Incipit du roman

Chapitre I

Promenade en mer

Le début du roman est resté célèbre pour son juron initial permettant de faire entrer directement le lecteur dans la partie de pêche organisée par les Roland.
 
« Zut ! » s’écria tout à coup le père Roland qui depuis un quart d’heure demeurait immobile, les yeux fixés sur l’eau, et soulevant par moments, d’un mouvement très léger, sa ligne descendue au fond de la mer.
Mme Roland, assoupie à l’arrière du bateau, à côté de Mme Rosémilly invitée à cette partie de pêche, se réveilla, et tournant la tête vers son mari :
« Eh bien !… eh bien !… Gérôme ! »
Le bonhomme furieux répondit :
« Ça ne mord plus du tout. Depuis midi je n’ai rien pris. On ne devrait jamais pêcher qu’entre hommes ; les femmes vous font embarquer toujours trop tard. »
Ses deux fils, Pierre et Jean, qui tenaient, l’un à bâbord, l’autre à tribord, chacun une ligne enroulée à l’index, se mirent à rire en même temps et Jean répondit :
« Tu n’es pas galant pour notre invitée, papa. »
M. Roland fut confus et s’excusa :
« Je vous demande pardon, madame Rosémilly, je suis comme ça. J’invite des dames parce que j’aime me trouver avec elles, et puis, dès que je sens de l’eau sous moi, je ne pense plus qu’au poisson. »
Mme Roland s’était tout à fait réveillée et regardait d’un air attendri le large horizon de falaises et de mer. Elle murmura :
« Vous avez cependant fait une belle pêche. »
Mais son mari remuait la tête, pour dire non, tout en jetant un coup d’œil bienveillant sur le panier où le poisson capturé par les trois hommes palpitait vaguement encore, avec un bruit doux d’écailles gluantes et de nageoires soulevées, d’efforts impuissants et mous, et de bâillements dans l’air mortel.
Le père Roland saisit la manne entre ses genoux, la pencha, fit couler jusqu’au bord le flot d’argent des bêtes pour voir celles du fond, et leur palpitation d’agonie s’accentua, et l’odeur forte de leur corps, une saine puanteur de marée, monta du ventre plein de la corbeille.
Le vieux pêcheur la huma vivement, comme on sent des roses, et déclara :
« Cristi ! ils sont frais, ceux-là ! »
Puis il continua :
« Combien en as-tu pris, toi, docteur ? »
Son fils aîné, Pierre, un homme de trente ans à favoris noirs coupés comme ceux des magistrats, moustaches et menton rasés, répondit :
« Oh ! pas grand-chose, trois ou quatre. »

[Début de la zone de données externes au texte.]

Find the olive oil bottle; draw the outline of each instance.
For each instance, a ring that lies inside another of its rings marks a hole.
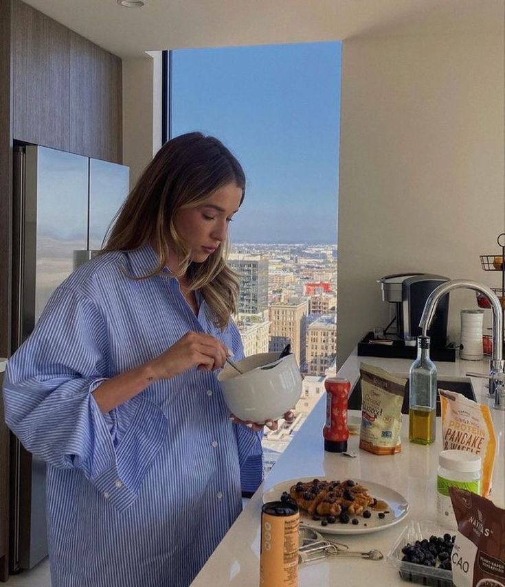
[[[418,336],[417,358],[410,367],[409,388],[409,440],[431,444],[435,441],[437,386],[429,336]]]

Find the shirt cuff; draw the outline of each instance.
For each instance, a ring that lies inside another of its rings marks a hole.
[[[95,417],[98,417],[97,411],[103,415],[92,395],[90,399]],[[102,448],[93,461],[101,466],[96,469],[95,475],[91,472],[89,479],[104,498],[119,511],[137,498],[142,481],[166,443],[169,431],[168,419],[153,402],[142,396],[128,401],[136,404],[135,413],[126,434],[117,444],[104,419],[96,427],[99,437],[96,446]],[[120,406],[115,409],[120,408]]]

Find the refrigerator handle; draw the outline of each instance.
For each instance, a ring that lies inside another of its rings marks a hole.
[[[15,147],[13,153],[13,222],[12,222],[12,349],[23,342],[23,259],[25,249],[25,169],[26,153],[23,147]]]

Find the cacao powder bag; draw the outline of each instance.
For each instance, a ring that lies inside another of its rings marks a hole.
[[[505,509],[475,493],[449,488],[458,522],[451,555],[456,587],[505,587]]]

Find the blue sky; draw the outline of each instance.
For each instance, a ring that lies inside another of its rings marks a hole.
[[[200,130],[242,163],[234,242],[337,242],[341,44],[172,52],[172,136]]]

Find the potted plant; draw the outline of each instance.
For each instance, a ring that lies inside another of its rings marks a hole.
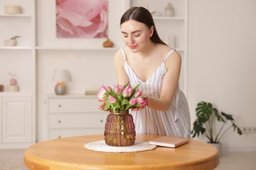
[[[191,132],[192,137],[199,137],[202,135],[208,139],[208,143],[220,144],[221,139],[232,128],[234,131],[239,135],[242,134],[240,128],[235,124],[232,115],[223,112],[220,114],[219,110],[213,107],[211,103],[200,102],[196,108],[196,112],[197,119],[195,120],[193,124],[194,127]],[[219,129],[215,128],[214,123],[216,120],[222,124]],[[221,148],[219,149],[221,155]]]

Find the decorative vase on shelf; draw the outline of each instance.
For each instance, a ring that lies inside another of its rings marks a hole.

Le père se tourna vers le cadet :
« Et toi, Jean ? »
Jean, un grand garçon blond, très barbu, beaucoup plus jeune que son frère, sourit et murmura :
« À peu près comme Pierre, quatre ou cinq. »
Ils faisaient, chaque fois, le même mensonge qui ravissait le père Roland.

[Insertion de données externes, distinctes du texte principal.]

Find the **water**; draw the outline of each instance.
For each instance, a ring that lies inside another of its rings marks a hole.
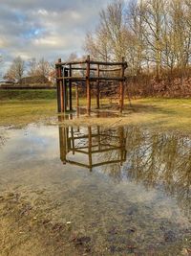
[[[1,194],[18,193],[43,218],[70,223],[69,236],[90,244],[87,255],[189,255],[188,137],[33,124],[2,128],[0,138]]]

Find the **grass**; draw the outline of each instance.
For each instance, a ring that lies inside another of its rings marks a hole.
[[[16,98],[17,100],[5,100],[4,98],[4,101],[0,101],[0,126],[23,126],[39,120],[47,121],[52,117],[57,118],[56,99],[52,99],[53,92],[52,90],[43,90],[43,92],[32,90],[32,92],[27,92],[27,99],[24,98],[25,92],[18,92],[19,96]],[[43,93],[43,97],[47,95],[47,99],[39,99],[41,97],[39,95]],[[30,100],[29,95],[31,97]],[[33,100],[34,95],[38,98],[37,100]],[[108,100],[102,100],[101,102],[102,104],[108,104]],[[80,105],[85,105],[85,99],[80,99]],[[95,103],[96,101],[94,99],[93,105],[95,105]],[[130,107],[128,102],[126,102],[124,114],[118,115],[118,117],[112,117],[111,115],[110,118],[96,118],[83,115],[78,119],[65,120],[64,124],[95,124],[104,126],[137,125],[158,128],[159,130],[173,129],[186,133],[190,133],[191,131],[191,99],[146,98],[133,100],[132,105]],[[106,109],[102,108],[102,110]],[[109,111],[112,112],[114,110],[113,108],[109,108]]]
[[[23,126],[47,120],[56,113],[55,100],[0,102],[0,126]]]
[[[0,89],[0,101],[26,101],[26,100],[53,100],[56,99],[55,89]]]

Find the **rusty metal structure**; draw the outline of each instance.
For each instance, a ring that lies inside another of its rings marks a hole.
[[[112,68],[111,68],[112,67]],[[93,85],[96,86],[96,108],[100,107],[100,88],[104,81],[118,82],[119,110],[124,106],[124,81],[127,62],[122,58],[121,62],[103,62],[91,60],[90,56],[83,61],[62,62],[61,58],[55,63],[57,109],[58,112],[73,110],[73,90],[75,86],[76,107],[79,106],[79,84],[86,88],[87,111],[91,111],[91,97]]]

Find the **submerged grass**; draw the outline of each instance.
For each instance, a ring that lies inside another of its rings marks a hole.
[[[107,108],[107,100],[102,100],[104,107],[101,111],[109,109],[111,113],[115,110]],[[80,101],[85,105],[85,100]],[[95,101],[93,101],[95,105]],[[117,113],[117,111],[116,111]],[[56,118],[56,100],[25,100],[25,101],[0,101],[0,126],[22,126],[39,120]],[[191,99],[138,99],[132,101],[132,106],[126,102],[124,113],[118,116],[109,115],[110,118],[96,115],[89,117],[81,115],[77,119],[64,120],[65,125],[103,125],[121,126],[138,125],[154,128],[174,129],[178,131],[191,131]],[[56,120],[56,119],[55,119]]]

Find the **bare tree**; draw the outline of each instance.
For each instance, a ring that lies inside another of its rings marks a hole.
[[[29,76],[36,76],[37,73],[37,61],[35,58],[32,58],[29,60],[28,63],[29,66],[29,71],[28,71],[28,75]]]
[[[16,57],[10,66],[10,69],[6,73],[7,78],[13,81],[21,81],[23,78],[25,71],[25,61],[21,58],[21,57]]]

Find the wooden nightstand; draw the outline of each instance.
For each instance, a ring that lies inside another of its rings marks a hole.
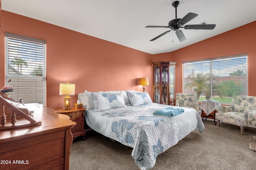
[[[73,140],[80,136],[83,136],[83,141],[86,139],[86,133],[84,131],[85,111],[85,109],[76,109],[74,107],[71,108],[71,110],[64,110],[63,109],[55,109],[56,113],[68,115],[70,120],[76,123],[75,126],[71,129]]]

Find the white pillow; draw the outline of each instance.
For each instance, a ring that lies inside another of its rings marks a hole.
[[[123,91],[107,91],[106,92],[104,92],[106,93],[119,93],[122,92],[123,94],[123,96],[124,96],[124,101],[125,104],[129,104],[130,103],[130,101],[129,101],[129,97],[128,97],[128,95],[127,95],[127,92],[126,90],[123,90]]]
[[[132,103],[132,105],[134,106],[152,103],[151,98],[147,92],[131,92],[129,90],[127,90],[127,93]]]
[[[86,104],[86,110],[93,110],[94,108],[94,105],[93,104],[92,98],[92,92],[88,92],[86,90],[84,90]]]
[[[94,111],[126,106],[122,92],[119,93],[92,93]]]

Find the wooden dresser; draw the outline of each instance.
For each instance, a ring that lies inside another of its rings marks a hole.
[[[53,109],[34,109],[32,117],[42,125],[0,131],[0,168],[68,170],[76,123]]]
[[[84,131],[84,111],[85,109],[76,109],[71,108],[70,110],[64,110],[63,109],[55,109],[56,113],[64,114],[68,115],[70,119],[76,123],[76,125],[71,129],[73,139],[82,136],[83,141],[86,139],[86,134]]]

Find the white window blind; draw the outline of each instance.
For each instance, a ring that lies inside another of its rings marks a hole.
[[[6,86],[24,103],[46,103],[46,41],[5,33]]]
[[[248,95],[247,70],[247,54],[183,62],[183,92],[230,104]]]

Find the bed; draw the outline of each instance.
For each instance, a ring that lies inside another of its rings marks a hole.
[[[146,92],[86,90],[78,94],[78,102],[86,108],[87,125],[133,148],[132,156],[142,170],[152,168],[157,155],[190,132],[201,133],[204,129],[194,109],[152,103]],[[169,111],[169,115],[155,114],[165,109],[175,111]],[[175,113],[178,114],[173,114]]]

Il avait enroulé son fil au tolet d’un aviron, et croisant ses bras il annonça :
« Je n’essayerai plus jamais de pêcher l’après-midi. Une fois dix heures passées, c’est fini. Il ne mord plus, le gredin, il fait la sieste au soleil. »

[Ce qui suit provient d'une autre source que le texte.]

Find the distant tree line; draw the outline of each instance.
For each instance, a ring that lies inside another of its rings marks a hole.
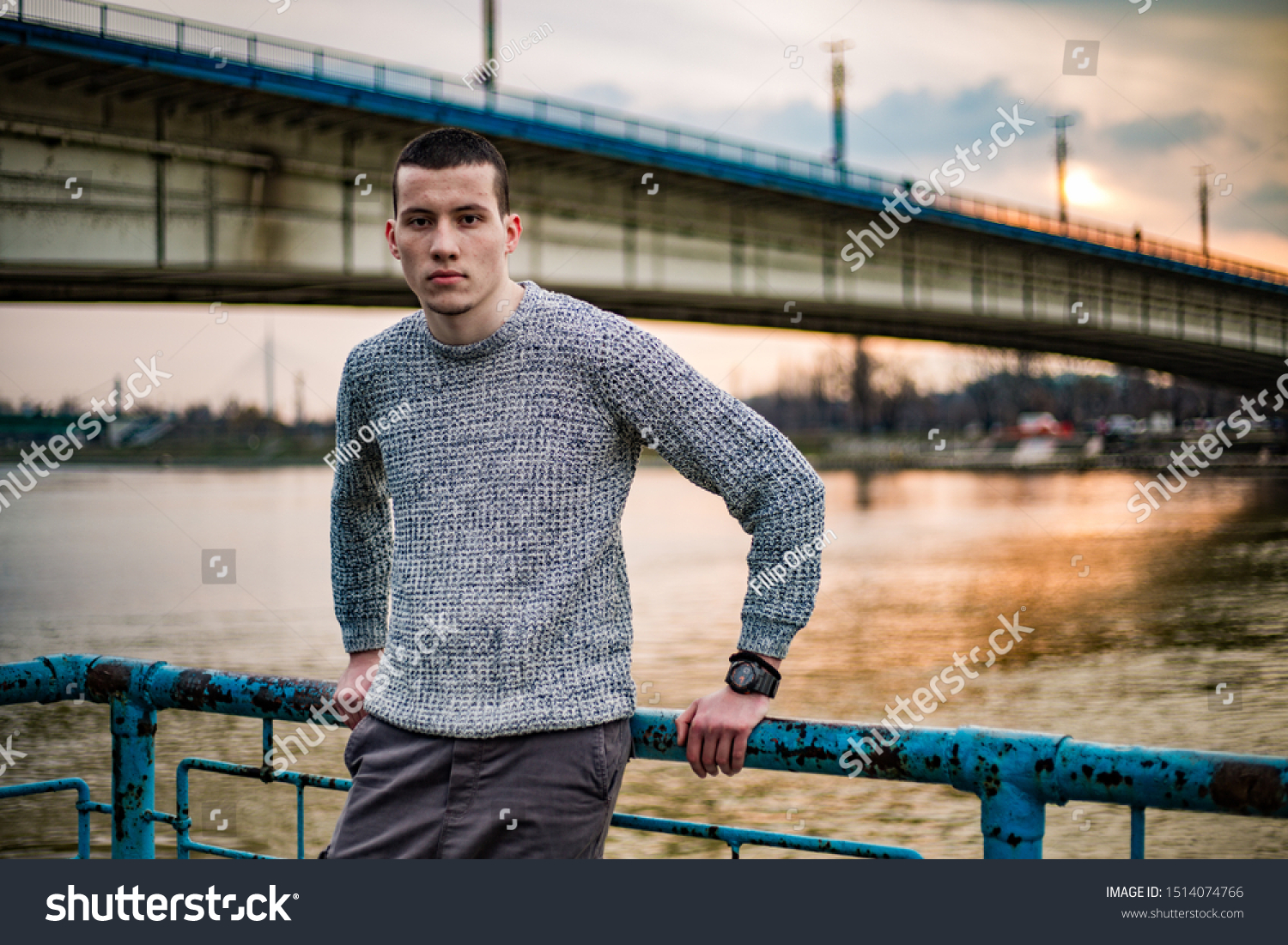
[[[1079,429],[1114,413],[1149,417],[1154,411],[1171,413],[1179,424],[1229,415],[1239,406],[1238,394],[1227,389],[1141,368],[1121,367],[1113,375],[1050,371],[1072,363],[979,349],[975,380],[960,390],[921,394],[898,364],[859,346],[853,358],[829,353],[790,385],[781,382],[775,393],[748,398],[747,404],[783,433],[863,434],[935,426],[954,431],[978,426],[987,433],[1014,426],[1025,412],[1050,412]]]

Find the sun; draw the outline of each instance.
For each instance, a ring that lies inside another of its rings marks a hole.
[[[1070,203],[1104,203],[1108,194],[1101,191],[1084,170],[1075,170],[1064,179],[1064,196]]]

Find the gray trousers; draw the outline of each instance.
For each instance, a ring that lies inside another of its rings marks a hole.
[[[631,726],[465,739],[367,715],[353,775],[319,859],[601,859],[630,761]]]

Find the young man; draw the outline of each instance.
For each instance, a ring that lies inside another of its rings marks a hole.
[[[644,444],[752,534],[741,655],[679,720],[698,776],[742,769],[814,608],[818,474],[653,335],[513,282],[522,230],[487,139],[444,127],[398,157],[385,236],[422,309],[340,381],[336,689],[365,700],[328,859],[603,856],[631,754],[621,516]]]

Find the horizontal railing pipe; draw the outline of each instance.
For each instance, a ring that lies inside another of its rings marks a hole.
[[[344,779],[272,770],[268,763],[273,745],[272,720],[340,725],[343,722],[326,708],[334,708],[334,695],[335,684],[323,680],[198,669],[93,654],[57,654],[0,666],[0,704],[89,700],[113,707],[112,850],[113,856],[124,857],[153,855],[151,824],[155,820],[171,823],[180,832],[182,851],[223,851],[204,848],[187,839],[189,769],[287,781],[295,784],[298,792],[305,785],[348,789]],[[153,733],[157,709],[167,708],[265,720],[263,763],[247,766],[187,758],[179,769],[179,814],[155,811]],[[631,717],[635,757],[685,762],[685,749],[676,742],[679,715],[675,709],[636,709]],[[1106,745],[1032,731],[974,726],[891,729],[765,718],[747,742],[746,766],[951,784],[980,798],[980,828],[988,859],[1041,856],[1047,803],[1087,801],[1130,807],[1131,855],[1137,857],[1144,856],[1145,848],[1145,807],[1288,818],[1288,760]],[[0,797],[5,793],[14,792],[3,792]],[[100,809],[88,798],[77,807],[82,812]],[[301,793],[296,816],[303,818]],[[734,850],[738,837],[752,836],[712,825],[676,827],[676,832],[707,828],[725,830],[716,838],[725,839]],[[756,842],[760,839],[765,838]]]

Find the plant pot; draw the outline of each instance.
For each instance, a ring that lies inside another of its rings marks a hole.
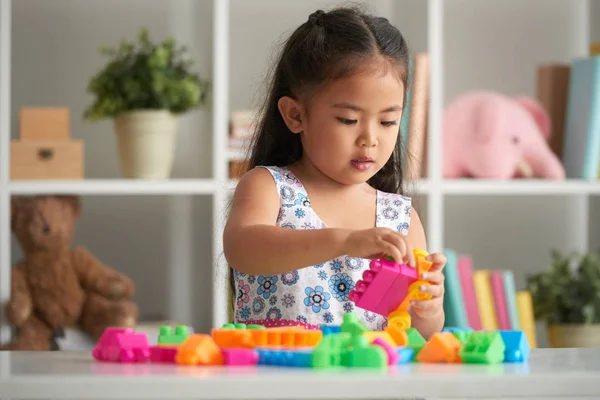
[[[167,110],[139,110],[115,118],[121,172],[126,178],[168,179],[178,119]]]
[[[558,324],[548,326],[552,347],[600,347],[600,324]]]

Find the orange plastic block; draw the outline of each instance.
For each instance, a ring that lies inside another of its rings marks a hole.
[[[225,358],[210,335],[193,334],[177,350],[175,362],[183,365],[222,365]]]
[[[434,333],[417,354],[417,361],[422,363],[461,362],[459,355],[461,347],[462,343],[451,332]]]
[[[387,326],[385,331],[392,337],[396,347],[405,347],[408,344],[408,335],[404,329],[395,326]]]

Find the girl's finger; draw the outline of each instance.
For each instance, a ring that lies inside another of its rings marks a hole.
[[[427,260],[432,262],[431,268],[429,269],[430,271],[437,271],[443,269],[447,261],[444,253],[432,253],[426,258]]]
[[[433,297],[442,297],[444,295],[444,286],[442,285],[423,285],[419,290]]]
[[[446,277],[442,273],[442,271],[427,271],[421,274],[421,279],[426,280],[427,282],[435,283],[437,285],[444,283],[444,279]]]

Le bonhomme regardait la mer autour de lui avec un air satisfait de propriétaire.
C’était un ancien bijoutier parisien qu’un amour immodéré de la navigation et de la pêche avait arraché au comptoir dès qu’il eut assez d’aisance pour vivre modestement de ses rentes.
Il se retira donc au Havre, acheta une barque et devint matelot amateur. Ses deux fils, Pierre et Jean, restèrent à Paris pour continuer leurs études et vinrent en congé de temps en temps partager les plaisirs de leur père.
 
Guy de Maupassant, Pierre et Jean, 1888.